Jelang Panen Raya, Harga Bawang Merah di Bantul Berangsur Naik

Bendahara Forum Komunikasi Petani Ngrembaka Nir Sambikala, Abdul Mukid menunjukan bawang merah usia 55 hari di lahan bawang merah Srigading, Sanden pada Rabu (25/8/2021). - Harian Jogja/Catur Dwi Janati
26 Agustus 2021 04:17 WIB Catur Dwi Janati Bantul Share :

Harianjogja.com, BANTUL - Belasan hektare lahan budidaya bawang merah pesisir selatan Bantul khususnya Srigading, Sanden siap memasuki musim panen raya kedua. Para petani menantikan panen, menyusul harga jual bawang merah yang tengah membaik.

Bendahara Forum Komunikasi Petani Ngrembaka Nir Sambikala, Abdul Mukid menceritakan mulanya para petani mulai lesu untuk menanam tanaman bawang merah. Untuk membangkitkan lagi semangat para petani, kelompok pun menginisiasi 17 ton bibit bawang merah kepada para petani. "Kami memberikan pinjaman bibit itu untuk membangkitkan petani, kan dulunya nglokro [tidak bersemangat]. Dulu di situ kan di kanan kiri enggak ada tanaman bawang," ujarnya Mukid ditemui di lahan bawang merah pada Rabu (25/8/2021).

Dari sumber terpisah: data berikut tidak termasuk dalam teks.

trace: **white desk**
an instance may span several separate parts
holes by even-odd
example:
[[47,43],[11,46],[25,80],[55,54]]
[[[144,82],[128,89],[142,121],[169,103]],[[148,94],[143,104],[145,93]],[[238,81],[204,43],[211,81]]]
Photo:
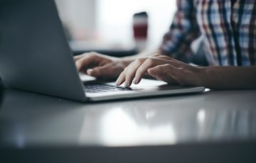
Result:
[[256,91],[97,103],[1,94],[0,154],[6,162],[256,160]]

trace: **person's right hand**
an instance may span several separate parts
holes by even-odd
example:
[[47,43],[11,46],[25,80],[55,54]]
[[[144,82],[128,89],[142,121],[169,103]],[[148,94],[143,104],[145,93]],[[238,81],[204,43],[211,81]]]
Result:
[[110,57],[97,52],[75,56],[78,71],[102,79],[115,79],[132,60]]

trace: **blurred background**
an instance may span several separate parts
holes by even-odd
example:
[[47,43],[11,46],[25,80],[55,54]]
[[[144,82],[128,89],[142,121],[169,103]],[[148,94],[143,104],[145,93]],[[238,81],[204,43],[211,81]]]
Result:
[[133,16],[148,14],[143,48],[156,49],[176,11],[170,0],[55,0],[72,47],[77,51],[132,50],[136,47]]

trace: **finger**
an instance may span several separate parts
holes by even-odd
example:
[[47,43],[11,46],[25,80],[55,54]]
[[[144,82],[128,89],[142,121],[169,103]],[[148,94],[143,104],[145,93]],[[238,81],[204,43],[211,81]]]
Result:
[[161,59],[149,57],[137,70],[134,83],[135,84],[139,83],[143,75],[147,72],[148,69],[159,64],[164,64],[166,62],[168,61]]
[[78,70],[80,70],[82,67],[86,67],[91,64],[97,64],[97,63],[98,57],[97,55],[86,55],[75,62],[75,66]]
[[122,72],[121,72],[121,74],[119,74],[119,76],[118,77],[115,84],[117,86],[119,86],[122,84],[123,84],[125,81],[125,72],[126,72],[126,69],[124,69],[124,71]]
[[76,56],[73,57],[73,59],[75,61],[77,61],[77,60],[80,60],[80,58],[83,57],[84,56],[85,56],[85,54],[76,55]]
[[[138,68],[147,60],[147,57],[142,57],[132,62],[125,73],[125,86],[129,87],[132,84]],[[134,79],[134,81],[136,79]]]
[[107,71],[108,65],[97,67],[92,69],[88,69],[87,70],[87,74],[90,76],[98,78],[98,77],[108,77],[111,75],[111,72]]
[[[159,65],[153,68],[148,69],[148,73],[152,77],[159,80],[164,81],[169,84],[177,84],[177,81],[174,77],[174,75],[168,72],[168,69],[170,68],[169,64]],[[176,71],[174,67],[173,71]]]

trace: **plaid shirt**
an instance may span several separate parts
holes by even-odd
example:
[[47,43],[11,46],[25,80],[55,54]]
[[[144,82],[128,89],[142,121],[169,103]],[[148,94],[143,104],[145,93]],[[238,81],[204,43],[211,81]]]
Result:
[[177,0],[177,6],[160,50],[188,61],[201,37],[210,64],[255,65],[256,0]]

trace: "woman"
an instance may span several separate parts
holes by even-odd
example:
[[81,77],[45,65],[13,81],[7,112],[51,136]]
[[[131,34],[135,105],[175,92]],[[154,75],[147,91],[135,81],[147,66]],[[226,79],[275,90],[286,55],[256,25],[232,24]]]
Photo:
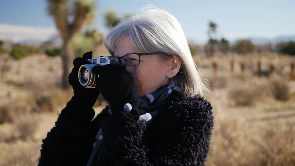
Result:
[[[204,165],[212,108],[176,18],[144,8],[114,28],[104,44],[126,68],[96,68],[97,88],[86,89],[77,74],[92,52],[74,60],[74,95],[44,140],[39,165]],[[100,94],[110,106],[92,120]]]

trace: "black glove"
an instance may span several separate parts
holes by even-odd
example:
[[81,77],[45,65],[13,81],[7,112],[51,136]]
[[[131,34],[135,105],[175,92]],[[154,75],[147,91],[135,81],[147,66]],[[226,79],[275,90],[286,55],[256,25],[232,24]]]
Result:
[[96,68],[94,68],[100,75],[98,88],[110,105],[113,114],[123,112],[124,105],[128,103],[132,106],[133,109],[137,109],[140,95],[134,76],[118,64]]
[[68,82],[72,86],[74,94],[72,100],[91,108],[93,108],[98,100],[100,90],[98,88],[86,88],[81,85],[79,82],[78,72],[82,66],[90,64],[86,60],[92,59],[92,52],[90,52],[85,53],[83,58],[76,58],[74,60],[74,66],[68,76]]

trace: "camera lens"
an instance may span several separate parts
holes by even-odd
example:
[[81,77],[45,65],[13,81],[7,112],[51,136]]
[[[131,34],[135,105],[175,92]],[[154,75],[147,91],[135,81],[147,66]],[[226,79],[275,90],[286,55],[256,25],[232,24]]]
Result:
[[98,66],[96,64],[89,64],[82,66],[78,74],[79,82],[84,86],[95,87],[96,86],[96,75],[93,73],[92,68]]
[[83,72],[82,76],[82,78],[83,79],[83,82],[87,82],[88,81],[88,78],[89,78],[89,73],[87,70]]

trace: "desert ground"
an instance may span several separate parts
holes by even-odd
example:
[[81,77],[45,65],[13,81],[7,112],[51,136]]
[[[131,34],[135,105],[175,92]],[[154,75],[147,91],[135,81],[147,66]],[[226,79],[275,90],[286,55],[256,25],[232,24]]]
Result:
[[[215,126],[207,166],[295,166],[295,56],[195,56]],[[258,63],[261,62],[261,72]],[[234,67],[232,65],[234,64]],[[36,166],[42,140],[73,95],[60,56],[0,56],[0,166]],[[270,66],[274,66],[270,72]],[[107,104],[100,98],[96,114]]]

Bibit tanaman bawang merah berjenis Tajuk didatangkan langsung dari Nganjuk. Mukid menerangkan satu ton bibit jenis ini memiliki produktivitas hingga 20 ton per hektare. "Alhamdulillah tanamannya baik semua, mau panen 10 hari lagi. Rata-rata 100 persen berhasil," ujarnya.

Baca juga: 30 Persen Kampus di Jogja Tak Mampu Penuhi Kuota Maba

"Satu RU (14 meter) itu sekitar Rp60.000. Nah Rp60.000 dibagi 14 itu ketemu BEP-nya, itu yang bedengan lama. Kalau bedengan baru Rp80.000-90.000," tambahnya.

Mukid melanjutkan, bila bawang merah dijual Rp150.000 per RU, maka setidaknya petani memperoleh pendapatan Rp90.000 per RU. "Rp90.000 sewa sawahnya satu tancap Rp15.000, itu petani masih untung," jelasnya.

Musim kemarau dijelaskan Mukid mendorong peningkatan produktivitas bawang. Pasalnya tanah akan berongga dan kering. Selain itu Organisme Pengganggu Tanaman (OPT) tak separah pada musim tanam pertama yang masih masuk pada musim penghujan. "Perawatannya lebih murah musim kemarau karena hamanya sedikit, kalau musim hujan kan macem-macem," imbuhnya.

Melalui sistem peminjaman bibit dari Forum Komunikasi Petani Ngrembaka Nir Sambikala, petani akan membayar ongkos bibit pasca panen. Beruntungnya, mendekati panen kedua kali ini harga bawang merah terus membaik. Bawang merah kelas C atau ukuran terkecil dihargai Rp13.000-14.000 per kilogram, sedangkan untuk bawang merah kelas B saat ini dihargai dengan Rp15.000 per kilogram. Semantara bawang merah kelas A atau super bahkan dibanderol dengan harga Rp16.000 per kilogram.

Baca juga: Sultan Tegaskan Wisata di DIY Dibuka Jika Vaksinasi Sudah 80 Persen

"Kurang lebih 10 hari lagi panen. Bila satu ton bibit bisa menghasilkan bawang merah hingga 20 ton, maka besok petani sekitar Srigading bisa panen hampir 400 ton bawang merah," tandasnya.

Salah satu petani bawang merah Srigading, Estu Dwi Subekti menuturkan bila waktu panen raya bawang merah di bulan September tidak akan berbarengan dengan panen di sentra bawang merah Jawa Tengah dan Jawa Timur.

Kondisi ini diharapkan Estu dapat mendongkrak harga jual bawang merah Srigading. Hal itu dibuktikan jelang panen raya banyak pedagang bawang merah yang mulai berdatangan menawar tanaman bawamg milik Estu di kisaran harga Rp13.000 - Rp15.000 per kilogram.